Fenomena ini menurunkan daya beli masyarakat yang terpaksa mengeluarkan lebih banyak uang untuk kebutuhan pokok mereka.
Nur Kholis, seorang warga Semarang, menyatakan keprihatinannya terhadap pola kenaikan harga ini.
Menurutnya, lonjakan harga bukan hanya fenomena tahunan, tetapi lebih kepada manipulasi pasar yang sering terjadi menjelang hari raya.
“Cuaca dari dulu seperti ini, kalau tidak hujan ya panas. Namun, cuaca selalu dijadikan kambing hitam setiap kali harga cabai naik,” ujar Nur.
Ini mencerminkan ketidakpuasan masyarakat terhadap alasan yang sering disampaikan oleh pemerintah dan pelaku usaha terkait fluktuasi harga.
Selain itu, ia menekankan bahwa setelah mengalami kenaikan, harga bahan pokok jarang kembali ke harga semula, yang semakin memperburuk beban ekonomi masyarakat kecil.
Menanggapi kondisi ini, Gubernur Jawa Tengah, Ahmad Luthfi, mengakui bahwa harga cabai rawit merah mengalami lonjakan terbesar, mencapai Rp 85 ribu per kilogram.
Untuk mengatasi kenaikan harga tersebut, pemerintah menerapkan strategi distribusi pasokan pangan yang merata antar daerah, sesuai dengan potensi wilayah masing-masing.
“Jika suatu daerah memiliki surplus bahan pangan tertentu seperti cabai atau bawang merah, maka distribusinya bisa diarahkan ke daerah yang mengalami kekurangan,” jelas Gubernur Luthfi dalam Rapat Koordinasi Pengendalian Inflasi Daerah.
Upaya lain yang dilakukan adalah memperkuat koordinasi logistik antar daerah untuk meratakan harga.
Selain itu, faktor cuaca ekstrem dan serangan hama seperti patek juga disebut sebagai penyebab turunnya produksi cabai.
Kepala BPS RI, Amalia Adininggar Widyasanti, mengungkapkan bahwa curah hujan tinggi di beberapa daerah, seperti Jawa Tengah, Sulawesi Selatan, dan Papua Tengah, berperan dalam penurunan kualitas dan kuantitas hasil pertanian.
Indeks Perkembangan Harga (IPH) di Jawa Tengah saat ini mencapai 2,23 persen, dengan cabai rawit, bawang merah, dan telur ayam ras sebagai kontributor utama kenaikan harga.
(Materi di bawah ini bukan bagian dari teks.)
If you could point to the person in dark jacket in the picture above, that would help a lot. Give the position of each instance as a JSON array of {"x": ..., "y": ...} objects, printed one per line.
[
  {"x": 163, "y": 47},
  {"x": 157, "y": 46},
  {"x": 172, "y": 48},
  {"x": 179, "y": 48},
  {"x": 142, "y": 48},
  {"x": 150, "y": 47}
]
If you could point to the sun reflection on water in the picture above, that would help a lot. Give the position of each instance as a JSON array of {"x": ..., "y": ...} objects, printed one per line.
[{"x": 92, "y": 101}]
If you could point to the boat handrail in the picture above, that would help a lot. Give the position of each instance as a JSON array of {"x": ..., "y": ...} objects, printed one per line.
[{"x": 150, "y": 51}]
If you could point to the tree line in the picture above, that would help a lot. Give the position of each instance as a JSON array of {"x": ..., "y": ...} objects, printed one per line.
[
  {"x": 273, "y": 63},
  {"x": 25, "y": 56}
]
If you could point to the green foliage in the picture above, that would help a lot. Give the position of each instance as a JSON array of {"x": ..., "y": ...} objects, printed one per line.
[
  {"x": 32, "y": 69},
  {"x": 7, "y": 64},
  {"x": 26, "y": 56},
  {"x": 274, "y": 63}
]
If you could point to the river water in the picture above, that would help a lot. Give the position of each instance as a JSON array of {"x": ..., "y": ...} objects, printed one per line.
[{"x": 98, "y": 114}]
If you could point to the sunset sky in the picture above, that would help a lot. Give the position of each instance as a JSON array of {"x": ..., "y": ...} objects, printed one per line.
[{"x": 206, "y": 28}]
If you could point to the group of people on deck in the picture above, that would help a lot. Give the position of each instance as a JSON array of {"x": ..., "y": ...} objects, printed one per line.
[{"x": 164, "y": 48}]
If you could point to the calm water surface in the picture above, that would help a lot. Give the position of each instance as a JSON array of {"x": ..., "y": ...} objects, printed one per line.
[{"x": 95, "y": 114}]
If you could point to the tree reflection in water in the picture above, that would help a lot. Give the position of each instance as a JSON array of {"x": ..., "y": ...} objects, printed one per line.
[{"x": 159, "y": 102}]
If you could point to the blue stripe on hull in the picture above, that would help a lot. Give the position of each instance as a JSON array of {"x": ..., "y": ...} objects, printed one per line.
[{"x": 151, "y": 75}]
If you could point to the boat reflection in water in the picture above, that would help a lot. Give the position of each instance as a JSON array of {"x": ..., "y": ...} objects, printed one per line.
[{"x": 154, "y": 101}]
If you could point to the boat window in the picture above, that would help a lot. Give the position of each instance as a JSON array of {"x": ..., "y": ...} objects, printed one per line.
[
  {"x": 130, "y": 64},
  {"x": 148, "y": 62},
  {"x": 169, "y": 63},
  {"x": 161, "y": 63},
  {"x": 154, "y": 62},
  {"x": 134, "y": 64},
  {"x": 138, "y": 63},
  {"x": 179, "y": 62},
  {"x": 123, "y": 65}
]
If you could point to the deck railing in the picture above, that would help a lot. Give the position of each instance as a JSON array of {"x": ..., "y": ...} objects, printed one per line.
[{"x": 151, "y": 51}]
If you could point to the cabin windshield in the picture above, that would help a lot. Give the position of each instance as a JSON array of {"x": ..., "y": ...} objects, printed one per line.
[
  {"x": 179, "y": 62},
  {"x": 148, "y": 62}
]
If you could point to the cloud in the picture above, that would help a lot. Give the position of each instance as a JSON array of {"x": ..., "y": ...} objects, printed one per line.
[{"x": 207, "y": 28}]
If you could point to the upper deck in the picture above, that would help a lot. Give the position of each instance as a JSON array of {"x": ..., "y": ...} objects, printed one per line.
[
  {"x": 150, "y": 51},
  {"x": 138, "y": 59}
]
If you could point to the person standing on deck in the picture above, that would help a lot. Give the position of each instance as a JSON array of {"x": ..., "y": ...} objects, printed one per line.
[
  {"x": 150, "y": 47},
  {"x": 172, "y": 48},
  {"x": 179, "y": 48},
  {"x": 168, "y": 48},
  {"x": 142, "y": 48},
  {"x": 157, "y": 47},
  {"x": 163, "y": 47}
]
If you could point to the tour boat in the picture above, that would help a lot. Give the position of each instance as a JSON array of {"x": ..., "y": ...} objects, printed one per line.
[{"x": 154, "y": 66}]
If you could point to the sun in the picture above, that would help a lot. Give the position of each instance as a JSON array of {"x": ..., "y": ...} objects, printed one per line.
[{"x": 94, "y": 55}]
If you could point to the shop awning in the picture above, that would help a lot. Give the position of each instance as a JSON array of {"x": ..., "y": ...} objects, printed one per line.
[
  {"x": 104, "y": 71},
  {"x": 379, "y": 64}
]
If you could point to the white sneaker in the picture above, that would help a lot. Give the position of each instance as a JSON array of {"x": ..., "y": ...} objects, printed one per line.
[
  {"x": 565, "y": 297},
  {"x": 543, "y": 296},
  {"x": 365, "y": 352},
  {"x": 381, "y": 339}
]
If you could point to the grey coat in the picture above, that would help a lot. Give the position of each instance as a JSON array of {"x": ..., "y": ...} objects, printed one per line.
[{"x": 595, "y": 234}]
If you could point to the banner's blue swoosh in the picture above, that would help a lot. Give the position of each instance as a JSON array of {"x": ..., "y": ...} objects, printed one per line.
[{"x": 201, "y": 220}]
Tren inflasi selama Ramadan 2024 dan 2025 menunjukkan pola yang mirip, dengan kenaikan harga terjadi pada daging ayam dan bawang merah. Namun, untuk tahun ini, cabai rawit menjadi fokus utama.
Kenaikan harga cabai yang sering terjadi menjelang hari raya menimbulkan pertanyaan besar: Apakah ini benar-benar disebabkan oleh cuaca ataukah hanya permainan pasar?
Masyarakat, seperti Nur Kholis, berharap pemerintah tidak hanya mengeluarkan pernyataan, tetapi juga mengambil langkah konkret untuk menstabilkan harga dan melindungi daya beli masyarakat kecil.
Penyebaran pasokan pangan yang merata dan peningkatan koordinasi logistik diharapkan dapat menurunkan fluktuasi harga yang kerap membebani masyarakat setiap tahunnya.
Namun, tanpa adanya pengawasan yang tegas dan kebijakan yang benar-benar efektif, praktik manipulasi harga di pasar akan terus terjadi, sehingga konsumen tetap menjadi pihak yang dirugikan.